Lukoil - Austria puts on the pressure
And then there is Lukoil. A Russian multinational energy company headquartered in Moscow, specializing in the extraction, production, transportation and sale of crude oil, natural gas and petroleum products. And once again, the ex-Chancellor is in the thick of things in Russian supervisory board positions. Former Chancellor Gerhard Schröder is still keeping a low profile about his relations with Putin. And now he has no more employees. After all, they all resigned of their own accord because Schröder was not clear enough about his position toward the Russian president. "No," they said, "we won't go along with that!" And so his entire staff left.
The neighboring country of Austria is causing a similar stir.
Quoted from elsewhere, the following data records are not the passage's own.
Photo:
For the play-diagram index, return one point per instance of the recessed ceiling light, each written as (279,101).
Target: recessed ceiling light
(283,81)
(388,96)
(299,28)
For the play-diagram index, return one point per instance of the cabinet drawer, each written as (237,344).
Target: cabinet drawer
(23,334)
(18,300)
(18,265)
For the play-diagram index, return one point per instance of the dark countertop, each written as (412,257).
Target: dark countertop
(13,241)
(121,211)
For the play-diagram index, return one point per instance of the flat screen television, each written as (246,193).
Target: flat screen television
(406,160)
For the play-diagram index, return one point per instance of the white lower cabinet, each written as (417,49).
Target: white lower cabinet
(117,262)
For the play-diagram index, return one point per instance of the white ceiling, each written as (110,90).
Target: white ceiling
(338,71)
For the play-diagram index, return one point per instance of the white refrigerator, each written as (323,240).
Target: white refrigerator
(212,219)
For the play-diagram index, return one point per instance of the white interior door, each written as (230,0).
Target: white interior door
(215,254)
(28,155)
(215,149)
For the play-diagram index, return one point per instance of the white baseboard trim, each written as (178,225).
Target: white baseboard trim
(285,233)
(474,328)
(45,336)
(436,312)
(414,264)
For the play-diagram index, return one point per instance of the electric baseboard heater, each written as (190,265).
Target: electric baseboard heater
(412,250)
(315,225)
It seems to be popular among ex-statesmen to get a high position in a Russian company and keep counting the incoming rubles that end up in their own account. Such is the case with former chancellor Schüssel, the Austrian counterpart to Schröder. He holds a position on the supervisory board of the Russian Company Lukoil.
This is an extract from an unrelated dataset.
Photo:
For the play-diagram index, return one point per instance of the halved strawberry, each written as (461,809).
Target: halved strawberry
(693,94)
At a press conference this week, Christian Deutsch, the leader of the SPÖ (Social Democratic Party of Austria), called on the current chancellor, Nehammer, to speak plainly with Schüssel in order to convince him to give up his position on the supervisory board. Austria's reputation would be at stake if Schüssel did not resign, the statesman urged the incumbent chancellor. Ex-chancellor Schüssel receives EUR 100,000 a year for his supervisory board role. "That Schüssel continues to work for Lukoil founder Alekperov while pocketing EUR 100,000 for his work there is irresponsible, cynical and shameful." The arguments in favor of the post are very thin: it is a company listed on the London stock exchange and not a Russian state-owned company, Schüssel says. That is about as sovereign as having a mailbox as a business address in the Dutch Antilles in order to wash one's hands of the matter and thus not jeopardize the purpose of the Supervisory Board post.
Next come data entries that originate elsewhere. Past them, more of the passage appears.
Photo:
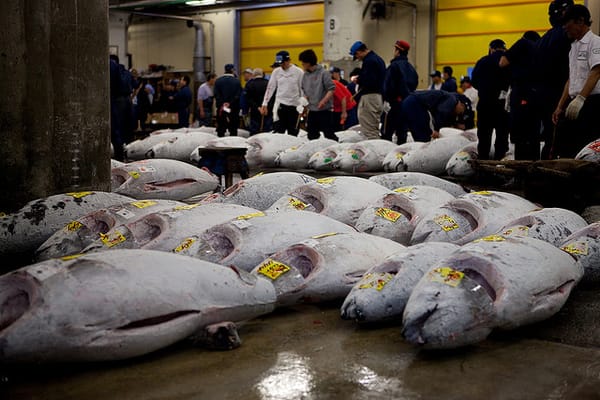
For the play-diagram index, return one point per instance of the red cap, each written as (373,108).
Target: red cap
(402,45)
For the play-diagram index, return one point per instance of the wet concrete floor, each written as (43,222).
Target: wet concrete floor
(309,352)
However, the piquant thing is that founder Vagit Alekperov is not only Lukoil's largest shareholder but is also considered Putin's closest confidant. Therefore, in these war-torn times, one should think carefully about who one does business with, how, and what contact debt can also arise from investments.
Rare earths are essential energy suppliers for existing and future technologies, including medicine, defense and GreenTech. The war of aggression in Ukraine shows how valuable sources of raw materials without connections to Russia are. Therefore, investments in Canadian companies, such as Defense Metals Corp., lend themselves as an alternative to the rare earths top dog, China. Shell is breaking away from Russia's Gazprom and promises its shareholders a stable dividend. Lukoil emerges as a company close to Putin with its founder. Ex-Chancellor Schüssel is endangering his country's reputation, Austria, by holding on to his position on the supervisory board there. Every investor should consider on which side he stands with his money.